Wow…I did not expect this story to go where it did. I never expected Feyre to do what she did in the third task, but I’m glad that it seems like it’s going to haunt her.
I hope she doesn’t ever “get over it,” especially not in some easy fairy way – she went through really, really awful things, both in the third task & just after it, and I don’t care that she’s now a High Fae…I expect her to be haunted/changed by those experiences. Becoming a fairy was just a deus ex machina way to bring her back after what Amarantha did to her…her actual change is from having taken innocent lives and from having endured that kind of physical pain & abuse as well as psychological abuse. She basically survived a war, and that isn’t something you ever “get over” or forget or pretend didn’t happen. It fundamentally changes you.
I hope, hope, hope that the next books go into this…but this really is a serious and complex subject that might be too “much” for a YA story about fairies (no matter how cruel the fairies may be)…so I’m not sure how Maas is going to deal with all of this. I suppose the only way to find out is to crack open book 2, which is sitting next to me as I write this, waiting to be started.
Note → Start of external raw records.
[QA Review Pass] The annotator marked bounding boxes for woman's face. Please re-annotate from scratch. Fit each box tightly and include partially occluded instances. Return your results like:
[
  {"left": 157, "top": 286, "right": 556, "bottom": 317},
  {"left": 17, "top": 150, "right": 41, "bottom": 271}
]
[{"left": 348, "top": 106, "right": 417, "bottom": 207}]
What’s really funny to me about this book & my reaction is that I got to thinking about how “far” it went regarding violence – but it wasn’t gory, and it wasn’t gratuitous in any way (I felt like all the violent things happened for good reasons in the story) – and how many times I’ve wanted other books to at least have *some* kind of actual threat happen, to make all the build-up danger actually mean something. I thought back to the Twilight series, because that’s one that disappointed me so much in the last book. I went back to read my review of Breaking Dawn, as it’s been ages since I read the series, and ha, here’s what I wrote back in 2009:
“It’s no wonder that the story limps off and dies after we leave Jacob’s POV. Big bad Volturi? They come, they sneer a bit, they leave. No fighting, no loss. Not that I wanted anyone to die, but there needed to be some kind of loss, some sense of sacrifice, so that the danger the characters had expected and that was built up to had been real. But no…when I finished the book, I felt like everything that happened after Bella woke as a vamp was just a fluffy, feel-good epilogue. I don’t mind happy endings, but I prefer it when they’re earned.”
Well. A Court of Thorns and Roses certainly gave me all I’d said I wanted back then.
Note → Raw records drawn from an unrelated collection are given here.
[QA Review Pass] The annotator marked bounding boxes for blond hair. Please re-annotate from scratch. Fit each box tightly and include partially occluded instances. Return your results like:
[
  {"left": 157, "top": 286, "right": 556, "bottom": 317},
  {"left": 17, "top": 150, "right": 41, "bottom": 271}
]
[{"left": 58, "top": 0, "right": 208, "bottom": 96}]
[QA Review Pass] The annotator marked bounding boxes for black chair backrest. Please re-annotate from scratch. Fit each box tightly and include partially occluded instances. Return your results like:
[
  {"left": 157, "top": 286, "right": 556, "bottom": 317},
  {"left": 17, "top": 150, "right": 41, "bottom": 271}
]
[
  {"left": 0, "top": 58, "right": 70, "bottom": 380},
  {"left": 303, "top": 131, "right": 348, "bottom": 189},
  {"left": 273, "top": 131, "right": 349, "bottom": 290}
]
Feyre certainly earned her happy-return-to-home ending more than any other heroine I’ve read recently.
And how do I feel about that now? Hmmmm.
I didn’t enjoy reading the hard parts, but it all “fit” the story, and honestly after all the build-up, Amarantha couldn’t have been anything other than what she was if Maas was to avoid a limp ending like Twilight had (however, I wish Amarantha’s death had been much more drawn out; she deserved to suffer a long time before dying, considering all she’d done in just this book, let alone her long life). But Maas is much too good a writer for limp endings. However, I’m leery of the other books in the series only because I don’t want to be let down…Feyre’s new fairy-ness better not include magical healing for all that she saw & did as a human. I don’t like reading sad & depressing tales, but Feyre’s story needs to stay dark for quite awhile, and I won’t enjoy the other books as much if it doesn’t.
Overall, I really liked A Court of Thorns and Roses more than I thought I would…I knew I’d LIKE it, but I didn’t expect to be pulled so completely in & to take time whenever I could to keep reading & to blast through it in a week. And I certainly didn’t expect to be affected the way I was. But I love it when books do that to me! Crossing my fingers that the next three do the same.